An diesem vermutlich ältesten Fundort menschlicher Zivilisation auf dem indischen Subkontinent stößt sie auf ein Opfer politischen Mordes aus den Jahren 88/89, der grausamsten Periode Sri Lankas in diesem Jahrhundert.

Weil der Ort ein vom Militär kontrollierter Sperrbezirk war, schloß Gerichtsmedizinerin Anil daraus auf einen Mord von Seiten der Regierung.

Der aus Sri Lanka stammende und im westlichen Ausland lebende Ondaatje – die holländische Kolonialherrschaft hat gerade bei den Namen, ähnlich wie die portugiesische und britische, ihre Spuren hinterlassen – führt ein in diese Zeit.

Er ergreift nicht Partei für eine der kämpfenden Seiten. Er versucht auch nicht, die Ursachen für den Krieg zu ergründen. Er schildert ihn nur – ein wenig.

Bandarawela wurde dadurch ein literarischer Stellvertreter, mit Bekanntheit im Westen.
Stellvertretend für ansonsten ebenso unbekannte Orte auf dieser paradiesischen Dämoneninsel.
Passend zum Buch trat am 25. Oktober 2000 ein reales Ereignis neben die Fiktion des Realen.

Rund 1000 mit Messern und Hacken bewaffneten Menschen töteten bei Bandarawela 25 tamilische Jugendliche und verletzten zahlreiche weitere, welche im "Bindunuwewa Rehablitations-Camp" interniert waren.

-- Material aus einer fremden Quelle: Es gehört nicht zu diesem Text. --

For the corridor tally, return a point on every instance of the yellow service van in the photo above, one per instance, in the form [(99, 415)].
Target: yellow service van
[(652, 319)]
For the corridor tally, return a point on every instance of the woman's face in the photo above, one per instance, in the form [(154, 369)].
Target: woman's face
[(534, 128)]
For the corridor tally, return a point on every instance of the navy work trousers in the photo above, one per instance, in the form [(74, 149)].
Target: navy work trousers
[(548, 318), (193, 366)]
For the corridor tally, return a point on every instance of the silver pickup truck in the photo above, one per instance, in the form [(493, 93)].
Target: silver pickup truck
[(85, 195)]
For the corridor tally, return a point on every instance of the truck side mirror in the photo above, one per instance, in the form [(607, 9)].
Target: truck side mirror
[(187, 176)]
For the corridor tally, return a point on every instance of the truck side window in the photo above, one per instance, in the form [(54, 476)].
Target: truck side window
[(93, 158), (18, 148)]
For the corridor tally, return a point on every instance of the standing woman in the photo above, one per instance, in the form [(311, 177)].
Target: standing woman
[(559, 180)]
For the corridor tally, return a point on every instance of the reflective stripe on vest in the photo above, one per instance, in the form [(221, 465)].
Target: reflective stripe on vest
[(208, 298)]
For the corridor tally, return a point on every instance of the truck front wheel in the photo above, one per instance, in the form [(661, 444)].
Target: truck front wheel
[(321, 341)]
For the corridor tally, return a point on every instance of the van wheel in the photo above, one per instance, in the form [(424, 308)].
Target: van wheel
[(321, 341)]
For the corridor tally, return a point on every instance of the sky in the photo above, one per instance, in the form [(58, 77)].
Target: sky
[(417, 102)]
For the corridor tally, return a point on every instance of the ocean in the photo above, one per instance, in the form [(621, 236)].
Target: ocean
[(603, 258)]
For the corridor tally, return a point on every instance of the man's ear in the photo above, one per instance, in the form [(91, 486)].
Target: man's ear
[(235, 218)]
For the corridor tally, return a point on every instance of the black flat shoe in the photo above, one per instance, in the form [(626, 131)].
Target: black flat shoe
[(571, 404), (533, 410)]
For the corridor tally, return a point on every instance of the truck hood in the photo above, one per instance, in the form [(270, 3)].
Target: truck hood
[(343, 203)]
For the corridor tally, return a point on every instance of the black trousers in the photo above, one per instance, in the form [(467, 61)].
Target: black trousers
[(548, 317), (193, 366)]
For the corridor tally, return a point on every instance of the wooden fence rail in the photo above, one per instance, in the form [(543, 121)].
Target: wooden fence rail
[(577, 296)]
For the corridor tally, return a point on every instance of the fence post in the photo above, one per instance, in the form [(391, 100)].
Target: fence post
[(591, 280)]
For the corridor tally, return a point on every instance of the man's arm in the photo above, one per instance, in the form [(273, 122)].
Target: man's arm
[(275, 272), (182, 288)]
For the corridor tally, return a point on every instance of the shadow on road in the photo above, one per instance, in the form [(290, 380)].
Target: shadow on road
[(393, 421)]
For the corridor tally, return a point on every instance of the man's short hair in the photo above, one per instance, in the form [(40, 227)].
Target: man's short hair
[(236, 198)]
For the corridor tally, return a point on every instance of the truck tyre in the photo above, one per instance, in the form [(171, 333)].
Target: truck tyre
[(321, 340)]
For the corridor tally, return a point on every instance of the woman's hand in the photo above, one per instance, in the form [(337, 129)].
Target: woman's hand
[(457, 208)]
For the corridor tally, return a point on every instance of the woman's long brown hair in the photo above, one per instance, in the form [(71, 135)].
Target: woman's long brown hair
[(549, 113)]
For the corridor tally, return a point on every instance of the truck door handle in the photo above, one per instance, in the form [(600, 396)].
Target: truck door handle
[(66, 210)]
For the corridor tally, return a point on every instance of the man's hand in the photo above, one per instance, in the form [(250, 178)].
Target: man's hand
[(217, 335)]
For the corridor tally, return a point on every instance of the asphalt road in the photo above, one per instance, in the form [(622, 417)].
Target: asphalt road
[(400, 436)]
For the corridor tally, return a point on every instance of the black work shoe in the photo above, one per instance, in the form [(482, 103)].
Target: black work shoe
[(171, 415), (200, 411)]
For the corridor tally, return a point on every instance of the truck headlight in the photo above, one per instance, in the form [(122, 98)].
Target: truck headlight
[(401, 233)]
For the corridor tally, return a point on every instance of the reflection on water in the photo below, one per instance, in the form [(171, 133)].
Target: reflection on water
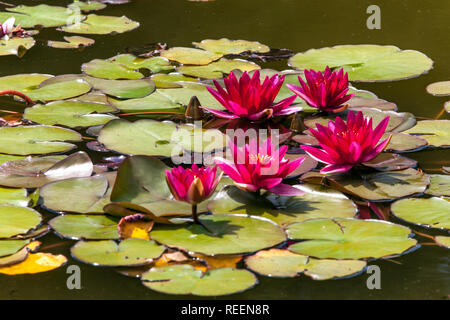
[(297, 25)]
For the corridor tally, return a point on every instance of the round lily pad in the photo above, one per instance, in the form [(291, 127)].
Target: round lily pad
[(107, 253), (154, 138), (17, 220), (232, 234), (317, 202), (349, 238), (81, 195), (70, 113), (91, 227), (226, 46), (284, 263), (436, 132), (185, 279), (432, 213), (366, 63), (36, 140)]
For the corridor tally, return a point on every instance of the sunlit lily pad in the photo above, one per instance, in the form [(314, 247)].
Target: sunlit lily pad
[(349, 238), (232, 234), (185, 279), (436, 132), (375, 186), (97, 24), (226, 46), (17, 220), (129, 252), (317, 202), (366, 62), (190, 55), (284, 263), (433, 212), (218, 68), (125, 66), (81, 195), (149, 137), (74, 42), (94, 227), (36, 140)]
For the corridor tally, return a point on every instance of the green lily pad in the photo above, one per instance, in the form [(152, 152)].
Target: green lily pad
[(42, 15), (232, 234), (81, 195), (218, 68), (366, 63), (349, 238), (190, 55), (154, 138), (443, 241), (432, 213), (97, 24), (36, 172), (8, 247), (36, 140), (185, 279), (380, 186), (16, 46), (17, 220), (128, 253), (284, 263), (93, 227), (226, 46), (317, 202), (74, 42), (439, 185), (436, 132)]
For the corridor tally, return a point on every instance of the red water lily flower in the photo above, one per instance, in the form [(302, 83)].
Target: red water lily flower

Sie töteten tamilische Jugendliche, die sich dort in Kriegsgefangenschaft befanden. Und das in einem ‚sozialen Vorzeigeprojekt‘ der Regierung.

Schon Tage zuvor waren Plakate aufgetaucht, die auf das, was an diesem Mittwoch, dem 25. Oktober folgen sollte, hindeuteten. Auch ein zuständiger und wenigstens geographisch im Weg stehender Polizeiposten war kein Hindernis.

Die tamilische Bevölkerung reagierte landesweit mit schwarzen Fahnen und Tüchern sowie der Schließung ihrer Geschäfte.

Angrenzend, in der Central Province gelegen, in der Gegend um die durch die britische Kolonialzeit geprägten Tee-Stadt Nuwara Eliya, in Talawakele, kam es am folgenden Wochenende zu heftigen Unruhen.
Dabei starb ein Mensch und der örtliche Bahnhof ging in Flammen auf.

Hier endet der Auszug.